Do Pana Radnego Mariusza Sekty zwracamy się z prośbą o podjęcie interwencji na rzecz natychmiastowego przywrócenia w Zabrzegu miejsca pamięci o Bohaterze w kształcie i formie, w którym ten obiekt upamiętnienia znajdował się w chwili powstania”

– napisała 12 lutego w swoi piśmie do Mariana Błachuta i Mariusza Sekty liderka lokalnego ZChR.

Zbadałem tą sprawę i postanowiłem w tej sprawie złożyć interpelację

– deklaruje za to w rozmowie z NGO radny PiS Mariusz Sekta.

Jak ustaliliśmy tablica znajduje się pod opieką jednego z działaczy narodowych. Niemniej, nie po to została ona wystawiona, aby przez wiele miesięcy znajdowała się w innym miejscu, np. w garażu czy na strychu.

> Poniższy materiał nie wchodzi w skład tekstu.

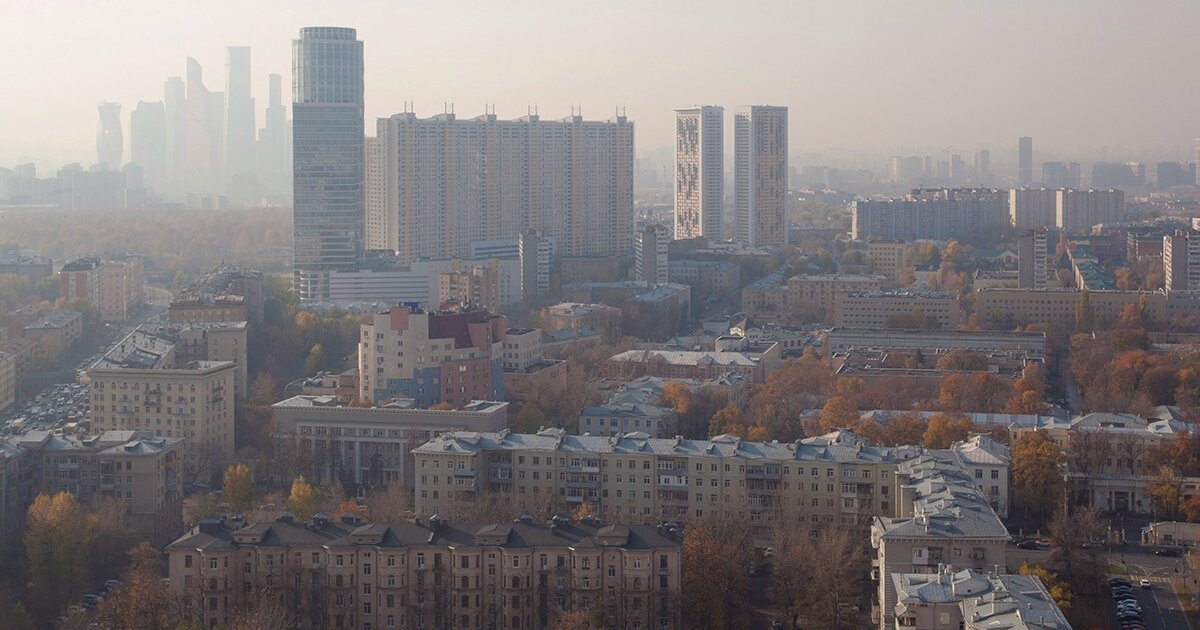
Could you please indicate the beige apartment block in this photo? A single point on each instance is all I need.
(429, 574)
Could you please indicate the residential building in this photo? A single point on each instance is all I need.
(760, 175)
(371, 444)
(57, 335)
(1006, 309)
(1024, 161)
(450, 181)
(453, 357)
(143, 474)
(973, 600)
(142, 383)
(941, 517)
(972, 215)
(700, 173)
(840, 340)
(575, 316)
(651, 255)
(887, 258)
(328, 156)
(755, 361)
(1181, 261)
(430, 573)
(877, 309)
(225, 294)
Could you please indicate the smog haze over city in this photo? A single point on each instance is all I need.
(599, 315)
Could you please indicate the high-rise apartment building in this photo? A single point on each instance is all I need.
(239, 117)
(700, 173)
(451, 181)
(1024, 161)
(1181, 261)
(148, 143)
(451, 357)
(975, 215)
(760, 175)
(328, 156)
(109, 137)
(651, 253)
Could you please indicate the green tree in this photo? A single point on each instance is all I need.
(303, 498)
(238, 487)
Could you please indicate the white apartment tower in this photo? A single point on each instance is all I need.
(760, 175)
(450, 181)
(700, 172)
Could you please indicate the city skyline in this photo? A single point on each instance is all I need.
(477, 65)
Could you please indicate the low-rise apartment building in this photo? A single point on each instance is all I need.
(371, 443)
(430, 574)
(876, 309)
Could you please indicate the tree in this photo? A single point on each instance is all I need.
(1038, 483)
(717, 557)
(945, 430)
(238, 487)
(142, 600)
(838, 413)
(1059, 589)
(303, 499)
(727, 420)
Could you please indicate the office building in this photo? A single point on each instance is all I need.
(275, 147)
(1024, 161)
(881, 309)
(760, 175)
(451, 357)
(109, 137)
(372, 443)
(651, 255)
(148, 143)
(431, 573)
(451, 181)
(1181, 261)
(700, 173)
(239, 117)
(972, 215)
(144, 383)
(328, 157)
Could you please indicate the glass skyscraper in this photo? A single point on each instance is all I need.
(328, 156)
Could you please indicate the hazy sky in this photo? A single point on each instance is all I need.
(877, 77)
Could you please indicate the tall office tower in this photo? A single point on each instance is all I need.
(1181, 261)
(1032, 209)
(760, 175)
(109, 137)
(379, 231)
(175, 105)
(983, 168)
(651, 253)
(328, 156)
(1024, 161)
(700, 172)
(148, 143)
(450, 181)
(275, 147)
(239, 114)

Przedstawiciel katowickiego oddziału Instytutu Pamięci Narodowej w rozmowie z Niezależną Gazetą Obywatelską skomentował sprawę jednoznacznie. Jego prywatnym zdaniem sytuacja z Czechowic-Dziedzic to groteska.

Rotacyjne upamiętnienie? Pierwsze słyszę o takim pomyśle”

– powiedział nam naukowiec z IPN.

Potwierdził też, że o demontażu tablicy w Zabrzegu nikt nie poinformował Instytutu. Do sprawy wrócimy!